Although the description above contains many specifics, these should not be construed as limiting the scope of the invention but as merely providing illustrations of some feasible embodiments of this invention.

Thus, the scope of the disclosure should be determined by the appended claims and their legal equivalents, rather than by the examples given. Although the present disclosure has been described with reference to the embodiments described, it should be understood that it can be embodied in many alternate forms of embodiments. In addition, any suitable size, shape or type of elements or materials could be used. Accordingly, the present description is intended to embrace all such alternatives, modifications and variances which fall within the scope of the appended claims. It will be understood that the disclosure may be embodied in a computer readable non- transitory storage medium storing instructions of a computer program which when executed by a computer system results in performance of steps of the method described herein. Such storage media may include any of those mentioned in the description above.
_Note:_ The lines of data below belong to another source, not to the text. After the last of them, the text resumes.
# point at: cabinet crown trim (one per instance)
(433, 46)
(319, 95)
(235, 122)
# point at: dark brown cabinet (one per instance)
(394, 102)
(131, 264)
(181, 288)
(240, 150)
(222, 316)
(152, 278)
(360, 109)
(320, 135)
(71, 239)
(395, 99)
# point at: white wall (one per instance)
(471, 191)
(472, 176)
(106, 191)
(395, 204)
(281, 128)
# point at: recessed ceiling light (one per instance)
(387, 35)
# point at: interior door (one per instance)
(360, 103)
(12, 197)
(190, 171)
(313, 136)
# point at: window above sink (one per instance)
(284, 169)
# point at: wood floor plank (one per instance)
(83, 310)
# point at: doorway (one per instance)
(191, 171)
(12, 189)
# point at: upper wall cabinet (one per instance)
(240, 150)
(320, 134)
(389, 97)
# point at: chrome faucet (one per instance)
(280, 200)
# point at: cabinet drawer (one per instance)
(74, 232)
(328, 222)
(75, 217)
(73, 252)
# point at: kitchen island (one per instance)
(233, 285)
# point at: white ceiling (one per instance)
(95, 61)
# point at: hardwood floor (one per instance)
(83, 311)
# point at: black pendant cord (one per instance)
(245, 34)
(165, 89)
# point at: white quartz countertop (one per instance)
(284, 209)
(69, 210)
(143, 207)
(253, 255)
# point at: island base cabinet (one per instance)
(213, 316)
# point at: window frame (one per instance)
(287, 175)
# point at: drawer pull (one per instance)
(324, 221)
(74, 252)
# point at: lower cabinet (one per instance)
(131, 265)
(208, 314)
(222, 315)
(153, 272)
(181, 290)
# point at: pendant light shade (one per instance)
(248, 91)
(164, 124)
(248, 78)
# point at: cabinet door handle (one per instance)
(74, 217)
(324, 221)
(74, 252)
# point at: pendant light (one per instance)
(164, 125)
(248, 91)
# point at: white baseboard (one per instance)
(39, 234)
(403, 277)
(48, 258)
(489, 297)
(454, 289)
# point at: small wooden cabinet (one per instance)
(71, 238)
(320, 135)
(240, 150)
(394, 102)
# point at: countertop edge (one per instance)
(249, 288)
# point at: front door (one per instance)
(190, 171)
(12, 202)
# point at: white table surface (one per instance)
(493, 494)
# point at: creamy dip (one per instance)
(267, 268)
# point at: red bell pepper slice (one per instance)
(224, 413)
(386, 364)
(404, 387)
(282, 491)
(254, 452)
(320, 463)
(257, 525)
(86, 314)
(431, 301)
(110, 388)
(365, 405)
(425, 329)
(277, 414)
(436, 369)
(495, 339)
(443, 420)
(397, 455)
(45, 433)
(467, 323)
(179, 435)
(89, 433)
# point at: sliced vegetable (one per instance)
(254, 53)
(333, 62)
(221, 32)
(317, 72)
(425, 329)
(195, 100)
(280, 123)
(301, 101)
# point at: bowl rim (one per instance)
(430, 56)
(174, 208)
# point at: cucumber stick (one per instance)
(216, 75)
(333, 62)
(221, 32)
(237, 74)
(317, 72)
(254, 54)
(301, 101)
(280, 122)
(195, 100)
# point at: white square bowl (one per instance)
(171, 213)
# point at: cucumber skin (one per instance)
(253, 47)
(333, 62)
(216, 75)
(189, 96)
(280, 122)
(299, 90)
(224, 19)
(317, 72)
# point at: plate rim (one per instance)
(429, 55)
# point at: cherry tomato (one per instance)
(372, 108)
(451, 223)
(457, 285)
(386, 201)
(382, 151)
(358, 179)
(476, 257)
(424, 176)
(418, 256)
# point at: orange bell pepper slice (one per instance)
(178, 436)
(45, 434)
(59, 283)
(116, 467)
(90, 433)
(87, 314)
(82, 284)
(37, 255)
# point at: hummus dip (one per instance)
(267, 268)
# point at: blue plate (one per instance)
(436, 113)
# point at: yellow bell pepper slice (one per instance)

The techniques described herein are exemplary and should not be construed as implying any particular limitation on the present disclosure. It should be understood that various alternatives, combinations and modifications could be devised by those skilled in the art. For example, steps associated with the processes described herein can be performed in any order, unless otherwise specified or dictated by the steps themselves. The present disclosure is intended to embrace all such alternatives, modifications and variances that fall within the scope of the appended claims.

The terms "comprises" or "comprising" are to be interpreted as specifying the presence of the stated features, integers, steps or components, but not precluding the presence of one or more other features, integers, steps or components or groups thereof.